A new report has identified significant security vulnerabilities in the Model Context Protocol (MCP), technology introduced by Anthropic in November 2024 to facilitate communication between AI agents and external tools.

MCP technology has gained industry traction as a way to standardize how AI agents interact and share context, which is crucial for building more sophisticated and collaborative AI systems within enterprises. With that traction, however, has come attention from threat actors. The recent report by Backslash Security highlights two major flaws — dubbed “NeighborJack” and OS injection vulnerabilities — that compromise the integrity of MCP servers, potentially allowing unauthorized access and control over host systems.

“MCP NeighborJack” was the most common weakness Backlash discovered, with hundreds of cases found among the over 7,000 publicly accessible MCP servers it analyzed.
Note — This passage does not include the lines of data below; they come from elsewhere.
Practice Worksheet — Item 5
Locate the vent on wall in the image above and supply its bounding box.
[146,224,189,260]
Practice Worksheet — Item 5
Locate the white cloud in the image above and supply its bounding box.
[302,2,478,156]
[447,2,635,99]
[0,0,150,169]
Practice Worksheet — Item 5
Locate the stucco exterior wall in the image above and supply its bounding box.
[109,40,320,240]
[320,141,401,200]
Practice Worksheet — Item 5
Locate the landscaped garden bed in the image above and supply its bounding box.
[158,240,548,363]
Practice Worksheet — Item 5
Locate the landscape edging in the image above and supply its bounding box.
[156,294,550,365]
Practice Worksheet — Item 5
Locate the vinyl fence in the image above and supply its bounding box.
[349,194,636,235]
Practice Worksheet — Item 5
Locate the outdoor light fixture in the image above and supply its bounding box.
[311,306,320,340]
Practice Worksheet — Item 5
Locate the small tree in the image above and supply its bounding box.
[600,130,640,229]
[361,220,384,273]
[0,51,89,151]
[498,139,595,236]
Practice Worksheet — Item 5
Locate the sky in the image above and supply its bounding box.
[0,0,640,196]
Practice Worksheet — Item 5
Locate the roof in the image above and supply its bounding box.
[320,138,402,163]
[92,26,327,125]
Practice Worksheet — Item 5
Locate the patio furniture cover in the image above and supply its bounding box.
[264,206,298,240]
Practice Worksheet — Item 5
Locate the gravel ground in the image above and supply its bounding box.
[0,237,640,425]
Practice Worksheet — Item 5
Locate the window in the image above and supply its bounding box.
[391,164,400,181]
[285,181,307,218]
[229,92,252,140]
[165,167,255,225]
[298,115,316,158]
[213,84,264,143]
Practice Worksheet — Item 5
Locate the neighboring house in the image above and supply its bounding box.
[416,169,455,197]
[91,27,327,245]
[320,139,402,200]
The core problem is that these vulnerable MCP servers were explicitly bound to all network interfaces (0.0.0.0), making them “accessible to anyone on the same local network.” This misconfiguration essentially exposes the MCP server to potential attackers within the local network, creating a significant point of entry for exploitation.

The second major category of vulnerability identified was “Excessive Permissions & OS Injection.” Dozens of MCP servers were found to permit “arbitrary command execution on the host machine.” This critical flaw can arise from various coding practices, such as “careless use of a subprocess, a lack of input sanitization, or security bugs like path traversal.”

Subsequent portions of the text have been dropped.